Da: Cristina su 16/01/2012
alle 09:25
Anche domenica ho avuto modo di assistere alle finali delle staffette maschili e femminili, molto emozionanti e combattute su cinque frazioni di 2 giri ciascuna.Ottima prova dell’Italia, 3^ classificata maschile dopo Russia e Svezia, con Scola e Hofer.
Enzo
Riporto dal sito Race in the City:
Race in the City a Milano: Scola e Hofer sul podio di Coppa del Mondo di sci di fondo
Gare e Eventi
15 Gennaio 2012 – 19:49
Fulvio Scola e David Hofer.jpg (foto fisi.it)
L’Italia del fondo mette la ciliegina sulla torta nella festa di Milano e grazie alla coppia Fulvio Scola – David Hofer conquista il terzo posto nella team sprint alle spalle di Russia e Svezia. E’ stata una gara intensa quella degli azzurri, sempre a combattere per conquistare il posto migliore per lanciare lo sprint finale. Hofer a fare il lavoro sporco e a mantenere la posizione e Scola pronto a scattare. All’ultima curva l’azzurro di Falcade ha perso un appoggio in curva rimanendo distante un paio di metri dalle prime due coppie, proprio mentre queste si preparavano a lanciare l’assalto al traguardo.
Ottima però la consapevolezza di Scola che ha rinunciato a chiudere il buco, sparando tutte le residue energie per conquistare il bellissimo terzo posto, davanti al pubblico milanese (e non) in piena festa.
Un grosso peccato per l’altra coppia azzurra arrivata in finale, composta da Federico Pellegrino e Renato Pasini: una caduta nell’ultima frazione, provocata da una sportellata norvegese, li ha tagliati fuori da un podio che pareva sin lì più che possibile. Addirittura Pellegrino, nella sua seconda frazione, aveva preso il comando della gara per tirare il collo agli avversari.

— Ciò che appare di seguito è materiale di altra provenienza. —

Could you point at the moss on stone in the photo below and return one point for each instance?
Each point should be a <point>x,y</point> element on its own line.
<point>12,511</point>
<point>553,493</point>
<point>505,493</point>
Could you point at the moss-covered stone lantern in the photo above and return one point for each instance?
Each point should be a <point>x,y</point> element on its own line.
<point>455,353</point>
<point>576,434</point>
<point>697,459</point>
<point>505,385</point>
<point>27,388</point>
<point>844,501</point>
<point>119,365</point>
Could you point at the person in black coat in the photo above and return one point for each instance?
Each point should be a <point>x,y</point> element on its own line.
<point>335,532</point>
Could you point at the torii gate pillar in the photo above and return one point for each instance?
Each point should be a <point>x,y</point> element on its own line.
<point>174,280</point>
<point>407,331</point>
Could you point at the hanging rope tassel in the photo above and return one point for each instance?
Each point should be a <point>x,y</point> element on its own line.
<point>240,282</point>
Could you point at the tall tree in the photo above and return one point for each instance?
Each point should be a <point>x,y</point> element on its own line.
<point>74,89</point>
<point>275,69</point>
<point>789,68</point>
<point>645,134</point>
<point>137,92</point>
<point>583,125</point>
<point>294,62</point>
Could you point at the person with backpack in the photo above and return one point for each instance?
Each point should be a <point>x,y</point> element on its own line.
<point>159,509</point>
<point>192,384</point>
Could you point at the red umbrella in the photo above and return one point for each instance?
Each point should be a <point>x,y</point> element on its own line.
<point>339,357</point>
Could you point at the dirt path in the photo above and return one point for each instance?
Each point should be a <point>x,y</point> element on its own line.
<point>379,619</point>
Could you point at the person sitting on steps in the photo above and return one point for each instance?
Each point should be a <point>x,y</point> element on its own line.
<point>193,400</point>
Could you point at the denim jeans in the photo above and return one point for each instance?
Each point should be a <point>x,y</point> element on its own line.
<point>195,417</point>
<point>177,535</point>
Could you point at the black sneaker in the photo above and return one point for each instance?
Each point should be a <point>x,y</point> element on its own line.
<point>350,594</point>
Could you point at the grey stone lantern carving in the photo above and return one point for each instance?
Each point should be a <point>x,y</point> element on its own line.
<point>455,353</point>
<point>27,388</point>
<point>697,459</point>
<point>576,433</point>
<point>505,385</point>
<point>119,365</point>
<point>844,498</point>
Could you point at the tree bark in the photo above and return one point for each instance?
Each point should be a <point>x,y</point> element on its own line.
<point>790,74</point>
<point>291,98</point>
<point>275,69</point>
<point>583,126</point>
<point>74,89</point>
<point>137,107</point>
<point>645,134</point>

La gara femminile ha riproposto le svedesi come leader della gare meneghine, seguite da americane e canadesi. Nessuna coppia azzurra era arrivata in finale.
Da: enzo su 16/01/2012
alle 11:03
Bella la prima foto con l’atleta in giallo con il peso ben spostato sullo sci avanzato; anche la foto di Hattestad è da far vedere agli allievi (e anche agli istruttori!!!)